In Houston hat uns die Zivilisation wieder. Ich bin von den Amis genervt, aber die Einreise in die USA geht schnell und problemlos. Erwähnenswert ist, dass alle Grenzbeamten gleich aussehen: Glatze mit Vollbart. Nur einer trägt dazu einen schwarze Brille und tanz damit es etwas aus der Reihe. Wir beeilen uns, bis wir erfahren, dass auch der 2. Flieger 2h Verspätung hat. Also gibt es Burger und Bier bei einer toughen, flirtenden Kellnerin, die uns nebenbei noch von ihrem vierjährigen Sohn erzählt. Der Flug ist nicht weiter erwähnenswert, bis heftige Turbulenzen über New Mexico aufkommen. Nach 30 Minuten bittet der Pilot die Flugbegleiter Platz zu nehmen. Es geht weiter und ich denke an den Bus heute morgen. Aber dieses United Flugzeug ist jünger als seine Flugbegleiterinnen (altes United-Spiel) und nach weiteren 15 Minuten wird es ruhiger. In San Francisco erwarten uns die Kühle des Sommernebels und unser treuer Van, den wir vor unserem alten Haus in San Bruno geparkt hatten. Schön war’s in Nicaragua, aber wenn man in Kalifornien wohnt, kommt man auch gerne wieder nach Hause.
8 – Volcano Rim Dance
Heute wollen wir uns einen der 40 Vulkane von Nicaragua aus der Nähe anschauen – natürlich einen aktiven! Dank Klimaanlage habe ich gut geschlafen, mein Magen ist auch guter Dinge und nach dem Frühstück kann’s losgehen. Mit leichtem Gepäck schnappen wir uns einen Expressbus am Platz, der bring uns zum Busbahnhof und da steigen wir dann in den ersten Bus in der Schlange – es muss alles seine Ordnung haben. Von Masaya aus geht’s dann im Taxi zum Nationalpark. Am Parkeingang gabeln wir noch 2 Inselaffen (Engländer) auf. Mit denen haben wir es irgendwie gerade. Nach der Wahl versuchen wir europäische Entwicklungshilfe zu leisten. Leider ist hier die falsche Klientel – eher wenig konservativ orientiert. Unser Taxi bringt uns die 5km bis zum Krater… besser als laufen!

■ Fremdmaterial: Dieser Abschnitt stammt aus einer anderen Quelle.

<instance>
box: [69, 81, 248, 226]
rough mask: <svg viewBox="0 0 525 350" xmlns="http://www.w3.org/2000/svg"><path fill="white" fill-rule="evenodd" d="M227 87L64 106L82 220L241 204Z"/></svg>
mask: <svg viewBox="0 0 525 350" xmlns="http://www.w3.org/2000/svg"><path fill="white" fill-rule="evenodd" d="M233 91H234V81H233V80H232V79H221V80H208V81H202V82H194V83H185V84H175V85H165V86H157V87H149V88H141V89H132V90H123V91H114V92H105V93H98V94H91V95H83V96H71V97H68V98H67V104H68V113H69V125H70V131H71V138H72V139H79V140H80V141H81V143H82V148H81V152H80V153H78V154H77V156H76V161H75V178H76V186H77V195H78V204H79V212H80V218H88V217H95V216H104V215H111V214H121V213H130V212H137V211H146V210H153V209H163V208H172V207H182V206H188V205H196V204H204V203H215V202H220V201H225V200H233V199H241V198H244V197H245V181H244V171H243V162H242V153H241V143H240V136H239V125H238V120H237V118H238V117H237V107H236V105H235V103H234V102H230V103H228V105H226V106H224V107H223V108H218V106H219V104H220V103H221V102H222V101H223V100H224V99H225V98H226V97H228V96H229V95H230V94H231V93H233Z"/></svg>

Der Volkán de Masaya ist munter am Dampf rauspusten – ziemlich beeindruckend! Es gibt noch 3 weitere Krater, die aber nicht aktiv sind. Wir wandern mit unseren Flipflops durch’s Lava-Geröll. Eine tolle Übung finde ich, D findet, es sind die falschen Schuhe. Ein paar Wege sind abgesperrt, eine (für Nica-Verhältnisse) riesige Musikanlage wird aufgebaut. Irgendeine Party steigt hier gleich. Oben am Rim wird uns klar, was los ist: Hier wird gleich ein Mountainbike Downhillrennen angepfiffen. Nicht den Krater runter, der Weg drumherum tut es auch. D ist nicht beeindruckt von den Bikes und dann auch nicht von der Performance: “Marmot-Sarah würde die alle stehen lassen!” Egal, die Nicas geben alles und die Sportart ist hier auch weit entfernt vom Mainstream. Für den Rückweg schummeln wir uns in einen Schulbus. Lehramtsstudenten haben einen Klassenausflug organisiert. Der Typ hinter mir studiert seit 2 Jahren Englisch und spricht hervorragend. Er kann sogar ein paar Worte Deutsch und Französisch. Sprachen sind hier alles.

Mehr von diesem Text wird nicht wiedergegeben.